# Layout design and Table top



## flyerrich (Feb 17, 2014)

Question #1 Would you recommend 1/2 ply and 1" or 2" foam glued to it. I was thinking of using cork roadbed on top of the foam as I like the look of the raised track on it.
Question #2 Is their a source available I can use to help design a track layout that would call out what track lengths I would need etc.. Thanks for all the help you guys have given me already. I am almost ready to go get some wood and stop waffleing.


----------



## DonR (Oct 18, 2012)

Half inch plywood, or even 1/4 inch is suitable for most
layout tables that are properly supported and braced.

The 1 or 2" foam overlay, in addtion to it's sound deadening
qualities, offers you the ability to dig into
it to make lakes, streams, ditches and the like. There is
one consideration regarding 2" foam. If you use most under
table turnout motors you'll need an extended throw on it.
However, if you use the Peco PL-10 motor attached to a Peco
turnout you can simply dig a 1 inch square hole in the foam,
a lot easier than cutting such in plywood.

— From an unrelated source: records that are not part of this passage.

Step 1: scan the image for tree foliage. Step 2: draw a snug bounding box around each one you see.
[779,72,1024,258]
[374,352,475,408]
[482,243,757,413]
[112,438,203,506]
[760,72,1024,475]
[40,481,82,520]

The cork (or foam) roadbed does give your main lines
a raised more real look. Yards and spurs usually would go right onto
the 1 or 2 inch foam since they rarely have the expensive
ballast work of the mains. You have to accomadate the
difference in rail head height.

Look in the two Forums on here that deal with layout design. You'll see
many ideas our members have used, as well as links to various
layouts designed by 'professionals'.

Don


----------



## flyerrich (Feb 17, 2014)

Thanks Don. Any help I can get is greatly appreciated. Should I glue the foam to the ply and also the cork to the foam and push nails through the rails, will it hold ok in your opinion? Thanks


----------



## DonR (Oct 18, 2012)

Yes, glue both, but, go easy on the glue. It's not going anywhere. Just a dab here or
there. Then, if you decide to change your layout, a large flat blade will loosen 
the glue and you can reuse the materials.

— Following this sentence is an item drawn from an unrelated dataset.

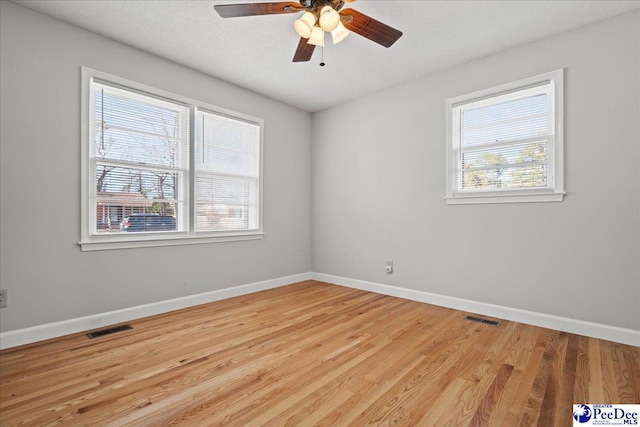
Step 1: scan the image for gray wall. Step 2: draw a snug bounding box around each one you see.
[312,11,640,330]
[0,1,311,332]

Push in nails work best on homasote. Again, just a few dabs of glue under
the ties, then temporarily pin your track in place until the glue sets. That will help you
avoid kinks. If you later ballast the ballast glue will also hold the track.

Don


----------



## flyerrich (Feb 17, 2014)

thanks Don much appreciated


----------



## txdyna65 (Aug 17, 2012)

There is a free layout design program called Scarm provided by a member here, just do a search for it and give it a try. I used that and a program called RR-Track but its not free, also alot of people like Anyrail software. I believe its free for so many pieces of track then you have to pay to use more.


----------